Most juniors will be given diligence to do (or disclosure schedules on the sell-side). This is the same on both public and private deals. There’s possibly more inclination to let juniors run with drafting pieces (and maybe have a crack at the acquisition agreement or sections of it) on private deals - there are more moving pieces, so more scope for you to take sections. My experience was also that you had much more client contact at an early stage on PE deals. The key stakeholders on a $10 bn public merger are usually C-suite or senior folks in corp dev. Those aren’t relationships firms want to put in just anyone’s hands.

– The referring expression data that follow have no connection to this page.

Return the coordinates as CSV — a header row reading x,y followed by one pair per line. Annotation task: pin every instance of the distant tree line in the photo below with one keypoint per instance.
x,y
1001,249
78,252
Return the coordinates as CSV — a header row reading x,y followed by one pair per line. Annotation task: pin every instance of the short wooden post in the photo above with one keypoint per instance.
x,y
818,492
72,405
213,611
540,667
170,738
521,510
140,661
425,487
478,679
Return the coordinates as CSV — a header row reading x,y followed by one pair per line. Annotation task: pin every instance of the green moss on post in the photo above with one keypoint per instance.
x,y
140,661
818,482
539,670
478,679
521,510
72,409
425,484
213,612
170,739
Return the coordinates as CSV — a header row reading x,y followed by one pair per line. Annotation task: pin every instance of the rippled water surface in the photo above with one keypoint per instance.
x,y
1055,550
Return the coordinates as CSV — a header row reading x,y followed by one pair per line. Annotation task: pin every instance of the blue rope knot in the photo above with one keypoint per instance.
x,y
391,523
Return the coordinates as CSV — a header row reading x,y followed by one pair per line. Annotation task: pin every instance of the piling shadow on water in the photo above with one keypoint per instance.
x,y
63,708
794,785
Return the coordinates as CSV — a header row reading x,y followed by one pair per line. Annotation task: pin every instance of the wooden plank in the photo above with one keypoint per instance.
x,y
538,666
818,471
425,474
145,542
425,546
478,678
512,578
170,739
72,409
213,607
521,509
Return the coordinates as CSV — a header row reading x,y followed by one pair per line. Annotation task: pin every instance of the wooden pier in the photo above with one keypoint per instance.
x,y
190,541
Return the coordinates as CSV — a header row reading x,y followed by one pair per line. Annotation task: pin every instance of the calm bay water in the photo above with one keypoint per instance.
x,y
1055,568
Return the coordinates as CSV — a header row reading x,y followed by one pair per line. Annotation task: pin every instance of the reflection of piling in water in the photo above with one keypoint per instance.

As others have said, you only need to look at league tables to see which firms figure in both the public and PE spaces. But don’t get too hung up on these: Wachtell, while being the firm with the most big public deals going, also does do PE deals (e.g., for Blackstone, sometimes Carlyle). S&C has good relationships with several PE houses, as does DPW. K&E is a behemoth now and does a huge number of deals across the board. Whether that means you can realistically do a mix of all kinds of deals is a different question.
STB maintains a good mix of public and PE deals, and the centralized staffing at least at one point meant that there were people keeping an eye on the different types of deals you’d done - so every third year would do some kind of reorg or transition services agreement, they made sure that (deals permitting) you’d get to look at a SPAC deal and a public merger and take-privates at the appropriate times, etc.
In addition to Debevoise, other firms with a good balance include Paul Weiss (Apollo’s main counsel; doing more and more with outfits like Carlyle; a fantastic public practice), Cleary, and to some extent Fried Frank. At a firm with diverse geographies (like Latham or Kirkland) and more of an “eat what you kill” structure (where partners have less incentive to spread work broadly) be careful to ensure that the office/position you’re taking means that you can do the work you want to do (or be exposed to a spread of stuff). This isn’t necessarily an impediment, but you should try to get a sense of what this means for you before going to a place because of its “balance”. (Similar questions with Weil’s split between public and PE teams.)